Florence was a city surrounded by mountains, Versteegh explained, and despite the frigid temperatures found at higher elevations, troops were offered little protection from the elements.

“The most snow we had was only about two inches,” he said. “They gave us each a blanket to wrap up in and sleep on the ground, but you survived.”

In addition to blankets, soldiers were given rations of beer, candy and cigarettes to help alleviate the dirty conditions, although Versteegh recalls that what they received wasn’t always familiar.

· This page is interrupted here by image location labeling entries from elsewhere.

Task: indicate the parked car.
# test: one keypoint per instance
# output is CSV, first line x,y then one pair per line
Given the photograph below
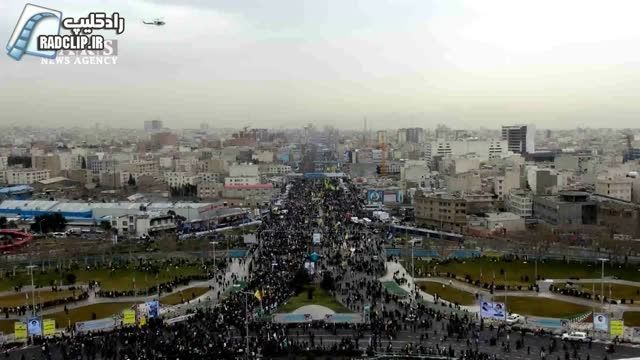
x,y
575,336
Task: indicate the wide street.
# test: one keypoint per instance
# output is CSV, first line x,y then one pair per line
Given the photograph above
x,y
353,257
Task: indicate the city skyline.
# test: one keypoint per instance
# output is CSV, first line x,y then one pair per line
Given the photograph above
x,y
416,64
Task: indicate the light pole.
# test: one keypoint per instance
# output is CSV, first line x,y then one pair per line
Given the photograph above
x,y
33,289
602,281
246,320
213,245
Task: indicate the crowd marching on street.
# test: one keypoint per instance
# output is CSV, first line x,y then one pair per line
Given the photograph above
x,y
352,254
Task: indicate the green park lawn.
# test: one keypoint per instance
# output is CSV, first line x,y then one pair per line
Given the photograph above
x,y
85,313
180,297
517,270
75,315
544,307
394,289
448,293
19,299
631,318
618,291
320,297
117,280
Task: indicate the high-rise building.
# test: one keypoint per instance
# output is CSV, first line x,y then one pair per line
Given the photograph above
x,y
520,138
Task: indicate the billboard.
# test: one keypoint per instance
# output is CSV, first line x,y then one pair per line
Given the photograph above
x,y
48,327
375,197
128,317
95,325
617,328
20,330
600,322
493,310
150,309
34,326
310,267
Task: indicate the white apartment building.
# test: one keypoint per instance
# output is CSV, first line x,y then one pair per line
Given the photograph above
x,y
211,177
143,167
615,186
244,170
25,176
520,203
242,180
180,178
274,169
209,190
484,149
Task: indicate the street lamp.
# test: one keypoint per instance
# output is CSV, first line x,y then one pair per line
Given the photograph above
x,y
246,320
602,281
213,245
33,289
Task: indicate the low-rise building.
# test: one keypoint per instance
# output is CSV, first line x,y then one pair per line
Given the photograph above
x,y
210,190
256,195
176,179
25,176
441,211
618,187
566,208
520,202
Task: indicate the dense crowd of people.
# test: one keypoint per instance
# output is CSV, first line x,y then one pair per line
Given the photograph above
x,y
351,255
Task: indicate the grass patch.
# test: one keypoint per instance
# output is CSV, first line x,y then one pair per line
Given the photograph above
x,y
518,270
448,293
75,315
393,288
181,297
86,313
618,291
320,297
631,318
538,306
118,280
19,299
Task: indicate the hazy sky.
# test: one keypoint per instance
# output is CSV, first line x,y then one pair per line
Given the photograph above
x,y
400,63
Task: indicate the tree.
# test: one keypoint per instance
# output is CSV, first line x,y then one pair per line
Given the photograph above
x,y
327,283
300,280
70,278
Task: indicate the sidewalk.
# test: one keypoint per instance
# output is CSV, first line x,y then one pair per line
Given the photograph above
x,y
234,268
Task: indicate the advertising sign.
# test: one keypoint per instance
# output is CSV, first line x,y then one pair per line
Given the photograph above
x,y
95,325
150,309
20,330
617,328
128,317
600,322
48,327
493,310
34,326
375,197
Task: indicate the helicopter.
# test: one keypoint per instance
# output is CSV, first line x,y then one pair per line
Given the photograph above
x,y
158,22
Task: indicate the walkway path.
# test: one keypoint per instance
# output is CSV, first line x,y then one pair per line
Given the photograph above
x,y
240,271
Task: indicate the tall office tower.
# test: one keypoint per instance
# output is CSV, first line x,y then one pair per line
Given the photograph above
x,y
520,138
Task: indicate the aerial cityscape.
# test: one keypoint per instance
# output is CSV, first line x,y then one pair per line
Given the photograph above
x,y
319,180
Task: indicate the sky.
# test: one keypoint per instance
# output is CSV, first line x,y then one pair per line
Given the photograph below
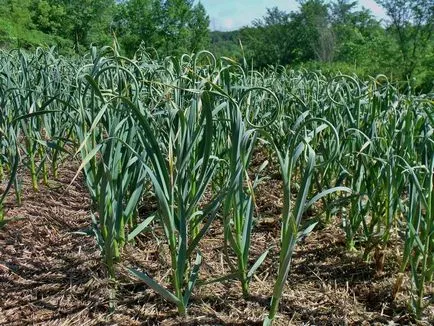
x,y
226,15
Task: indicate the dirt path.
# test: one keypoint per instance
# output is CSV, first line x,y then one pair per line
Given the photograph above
x,y
50,275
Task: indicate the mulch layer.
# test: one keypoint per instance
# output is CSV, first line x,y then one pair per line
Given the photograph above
x,y
51,274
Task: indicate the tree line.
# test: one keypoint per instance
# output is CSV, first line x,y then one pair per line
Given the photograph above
x,y
334,35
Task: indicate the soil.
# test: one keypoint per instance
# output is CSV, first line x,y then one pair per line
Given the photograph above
x,y
52,274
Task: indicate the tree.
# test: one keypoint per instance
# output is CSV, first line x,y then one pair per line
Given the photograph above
x,y
311,32
412,23
266,43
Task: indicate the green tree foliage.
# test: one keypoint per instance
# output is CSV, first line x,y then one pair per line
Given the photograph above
x,y
170,27
412,25
267,41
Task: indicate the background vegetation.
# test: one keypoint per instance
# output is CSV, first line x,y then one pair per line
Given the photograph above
x,y
327,35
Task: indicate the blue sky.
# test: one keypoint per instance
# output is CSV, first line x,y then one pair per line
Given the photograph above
x,y
232,14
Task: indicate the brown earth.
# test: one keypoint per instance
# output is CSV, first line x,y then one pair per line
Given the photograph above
x,y
52,275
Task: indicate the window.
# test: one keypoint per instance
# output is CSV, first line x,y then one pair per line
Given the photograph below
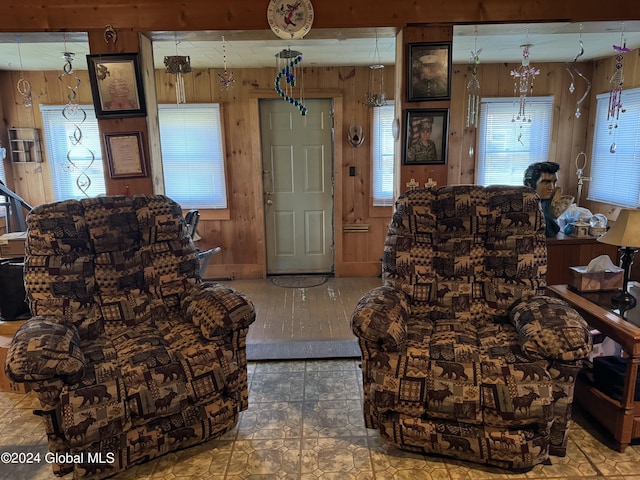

“Once we were at the line for over month before they let us come back, and none of us had baths,” he said. “There was a little creek running through, so people would wash their faces and things, but that was all. Then we got our beer rations and our candy bars, and they were all picked over before they got to us, so they were ones you’d never heard of. You never got Snickers or Milky Way or anything,” he added with a laugh.

Despite this, WWII on the Italian front was serious business — in fact, it was on the faces of these very mountains that Versteegh would earn his Purple Heart, following a mortar exchange with German troops.

“In the daytime, you could sometimes spot the Germans on the next mountain,” he said. “Our captain had gotten injured and we never saw him again, so we had a second lieutenant and a bunch of new recruits. The outfit I joined only had six men left because the rest were captured or killed by the Germans.”

“I was there only a short time when this new lieutenant came in, and he had us out in the daytime right across this mountain loaded with Germans,” Versteegh recalled. “He didn’t realize it, I guess, but there was a small bunch of us that had small artillery lobbed at us. One landed real close and shrapnel got most of us, but I never knew how many.”

“I knew I was bleeding down my arm, and I got hit by some other pieces. One just grazed my thumb,” he said. “To get to the hospital in Florence, it took us three nights because they had to move us at night. But right after we got there, a nurse came right in and gave us our Purple Hearts.”